Generally, the voltage for the gray scale level is called a driving or data driving voltage. FIG. 1 shows the relationship between the driving voltage and the gray scale level. As shown in FIG. 1, the driving voltage may have either positive or negative polarity to display a same gray scale because the liquid crystal may rotate to either direction with the same manner of the light control. Usually, the voltage which is higher than the common voltage (V0) becomes a voltage of positive polarity, and a voltage which is lower than V0 becomes a voltage of negative polarity.
One of the key issues with LCDs is that the rotation speed of liquid crystal molecules is relatively slow, below the image refresh rate (frame rate). For example, in the case of Amorphous Silicon (a-Si) TFT-LCD, the mobility of a-Si is approximately 0.3-0.5 (cm/Vs), which is not sufficient when a scene is changing fast or there is a fast moving objects on the scene (the scene is blurred or the object can be disappeared from the scene). Usually, each LCD pixel is modeled as a capacitor where the full rotation time of liquid crystal molecules is considered as a full charging time of the capacitor model. Thus, the above issue is generally known as a “short charge time” or “short response time” of a pixel. Also, sometimes, the voltage which is charged in the capacitor model is called as a potential.

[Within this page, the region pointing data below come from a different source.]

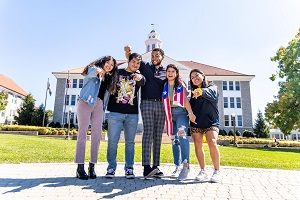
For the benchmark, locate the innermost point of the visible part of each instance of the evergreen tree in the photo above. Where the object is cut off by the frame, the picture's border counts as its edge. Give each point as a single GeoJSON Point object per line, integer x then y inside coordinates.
{"type": "Point", "coordinates": [261, 128]}
{"type": "Point", "coordinates": [26, 111]}
{"type": "Point", "coordinates": [284, 111]}
{"type": "Point", "coordinates": [3, 100]}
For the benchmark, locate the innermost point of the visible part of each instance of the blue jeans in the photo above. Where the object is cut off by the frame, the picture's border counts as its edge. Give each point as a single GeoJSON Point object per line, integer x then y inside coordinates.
{"type": "Point", "coordinates": [117, 121]}
{"type": "Point", "coordinates": [181, 144]}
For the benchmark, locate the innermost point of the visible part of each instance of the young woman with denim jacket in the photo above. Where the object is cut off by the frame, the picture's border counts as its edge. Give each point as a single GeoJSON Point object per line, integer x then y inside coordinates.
{"type": "Point", "coordinates": [178, 112]}
{"type": "Point", "coordinates": [204, 102]}
{"type": "Point", "coordinates": [90, 111]}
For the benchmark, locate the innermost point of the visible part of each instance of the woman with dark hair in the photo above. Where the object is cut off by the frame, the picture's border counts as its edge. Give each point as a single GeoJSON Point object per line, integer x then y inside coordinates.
{"type": "Point", "coordinates": [178, 111]}
{"type": "Point", "coordinates": [90, 111]}
{"type": "Point", "coordinates": [204, 103]}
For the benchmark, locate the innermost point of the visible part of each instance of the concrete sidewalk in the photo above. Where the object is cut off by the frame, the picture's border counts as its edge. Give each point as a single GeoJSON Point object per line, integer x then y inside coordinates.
{"type": "Point", "coordinates": [57, 181]}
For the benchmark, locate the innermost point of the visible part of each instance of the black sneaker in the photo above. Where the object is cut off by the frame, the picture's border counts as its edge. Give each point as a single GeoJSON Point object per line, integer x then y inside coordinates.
{"type": "Point", "coordinates": [149, 172]}
{"type": "Point", "coordinates": [158, 173]}
{"type": "Point", "coordinates": [129, 173]}
{"type": "Point", "coordinates": [110, 173]}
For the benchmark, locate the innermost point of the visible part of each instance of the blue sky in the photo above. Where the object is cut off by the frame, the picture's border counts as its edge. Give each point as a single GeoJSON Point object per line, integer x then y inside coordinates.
{"type": "Point", "coordinates": [41, 37]}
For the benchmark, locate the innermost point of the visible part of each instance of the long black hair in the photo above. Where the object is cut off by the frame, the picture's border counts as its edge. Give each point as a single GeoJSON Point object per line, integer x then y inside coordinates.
{"type": "Point", "coordinates": [112, 84]}
{"type": "Point", "coordinates": [177, 81]}
{"type": "Point", "coordinates": [204, 82]}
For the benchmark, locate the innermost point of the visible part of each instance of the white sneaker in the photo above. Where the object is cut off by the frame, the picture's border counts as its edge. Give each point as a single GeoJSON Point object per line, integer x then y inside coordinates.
{"type": "Point", "coordinates": [202, 176]}
{"type": "Point", "coordinates": [176, 172]}
{"type": "Point", "coordinates": [184, 174]}
{"type": "Point", "coordinates": [216, 177]}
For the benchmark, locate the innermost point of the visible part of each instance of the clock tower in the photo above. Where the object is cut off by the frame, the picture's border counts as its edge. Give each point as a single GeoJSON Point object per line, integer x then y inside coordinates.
{"type": "Point", "coordinates": [153, 41]}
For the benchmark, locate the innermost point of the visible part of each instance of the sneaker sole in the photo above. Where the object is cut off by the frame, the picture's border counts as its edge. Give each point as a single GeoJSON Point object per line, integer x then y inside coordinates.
{"type": "Point", "coordinates": [158, 176]}
{"type": "Point", "coordinates": [151, 173]}
{"type": "Point", "coordinates": [214, 181]}
{"type": "Point", "coordinates": [202, 180]}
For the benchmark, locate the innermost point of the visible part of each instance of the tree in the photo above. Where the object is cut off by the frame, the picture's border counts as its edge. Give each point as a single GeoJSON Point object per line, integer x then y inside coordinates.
{"type": "Point", "coordinates": [284, 111]}
{"type": "Point", "coordinates": [26, 111]}
{"type": "Point", "coordinates": [3, 100]}
{"type": "Point", "coordinates": [261, 128]}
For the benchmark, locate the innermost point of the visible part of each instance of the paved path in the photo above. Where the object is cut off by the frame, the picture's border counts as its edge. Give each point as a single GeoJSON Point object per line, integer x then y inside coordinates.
{"type": "Point", "coordinates": [57, 181]}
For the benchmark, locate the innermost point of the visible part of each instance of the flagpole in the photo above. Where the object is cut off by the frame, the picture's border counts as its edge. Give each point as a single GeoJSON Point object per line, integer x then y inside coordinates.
{"type": "Point", "coordinates": [43, 123]}
{"type": "Point", "coordinates": [67, 87]}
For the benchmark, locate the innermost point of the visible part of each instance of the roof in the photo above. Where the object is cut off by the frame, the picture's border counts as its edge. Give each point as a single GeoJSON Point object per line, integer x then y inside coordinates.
{"type": "Point", "coordinates": [210, 70]}
{"type": "Point", "coordinates": [11, 85]}
{"type": "Point", "coordinates": [207, 69]}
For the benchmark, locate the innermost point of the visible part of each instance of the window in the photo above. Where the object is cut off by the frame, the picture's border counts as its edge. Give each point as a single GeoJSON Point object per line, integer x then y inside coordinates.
{"type": "Point", "coordinates": [230, 85]}
{"type": "Point", "coordinates": [240, 120]}
{"type": "Point", "coordinates": [231, 102]}
{"type": "Point", "coordinates": [226, 120]}
{"type": "Point", "coordinates": [225, 102]}
{"type": "Point", "coordinates": [74, 83]}
{"type": "Point", "coordinates": [232, 121]}
{"type": "Point", "coordinates": [67, 99]}
{"type": "Point", "coordinates": [73, 100]}
{"type": "Point", "coordinates": [238, 102]}
{"type": "Point", "coordinates": [224, 85]}
{"type": "Point", "coordinates": [68, 83]}
{"type": "Point", "coordinates": [237, 86]}
{"type": "Point", "coordinates": [80, 83]}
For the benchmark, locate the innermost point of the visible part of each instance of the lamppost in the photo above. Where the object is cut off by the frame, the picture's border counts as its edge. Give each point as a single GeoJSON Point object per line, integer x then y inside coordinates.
{"type": "Point", "coordinates": [234, 133]}
{"type": "Point", "coordinates": [69, 120]}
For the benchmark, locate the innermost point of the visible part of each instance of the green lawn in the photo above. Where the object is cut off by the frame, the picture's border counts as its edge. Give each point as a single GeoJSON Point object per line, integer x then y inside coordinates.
{"type": "Point", "coordinates": [28, 149]}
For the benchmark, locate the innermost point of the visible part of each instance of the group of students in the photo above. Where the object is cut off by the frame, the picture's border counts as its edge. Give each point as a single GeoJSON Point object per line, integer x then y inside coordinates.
{"type": "Point", "coordinates": [163, 102]}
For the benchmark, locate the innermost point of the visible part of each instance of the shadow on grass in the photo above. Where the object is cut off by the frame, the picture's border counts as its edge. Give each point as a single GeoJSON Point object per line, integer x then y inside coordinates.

Various solutions have been developed to solve the short charge time problem. One of the solutions is compensating the charge time of the pixel by overdriving the pixel with initial high pre-charge voltage. Here, the initial high voltage should be higher than the real data voltage of the target gray scale level. After the initial high pre-charge voltage, the voltage should be modulated as the gray scale of the pixel approaches the target level. The initial high voltage enables the rotation of liquid crystals to be faster, and then the voltage should be eased off as it reaches the target gray scale level.
FIG. 2 shows a comparison of the cases where there is a short charged pixel without the initial high pre-charge voltage and a fully charged pixel with the initial high pre-charge voltage. The left case of FIG. 2 shows that the pixel is not charged enough to display the target gray scale level due to the limited horizontal period (1H: one horizontal period) and the characters are blurred on the screen. On the other hand, the one on the right shows that the pixel is charged enough to display the target scale level within the same horizontal period (1H) and the characters on the screen are sharper than the left one through applying the initial high pre-charge voltage.
However, this conventional initial high pre-charge voltage has some disadvantages. First, the conventional initial high pre-charge voltage requires relatively high voltage. Further, in the conventional initial high pre-charge voltage, too much high voltage may cause the pixel to display a wrong target gray scale level and the voltage needs to be reduced before this happens. Also, a data driver with double speed is required because the horizontal period (1H) should be divided into a pre-charge period and a real data period for a pixel.
Also, as shown in FIG. 3, when one color image which is an intermediate gray scale level is displayed after both white and black (maximum and minimum gray scale levels) are displayed at the same frame during some period, an “after image” occurs on a boundary between the white and black images. The detail explanation why the after image occurs is to be discussed below.
Therefore, exemplary objects of the present disclosure involve solving the above problems by compensating the pixel charge time with half driving speed of the conventional driving method without the initial high charging voltage. Also, an additional object of the present disclosure is to solve the after image problem.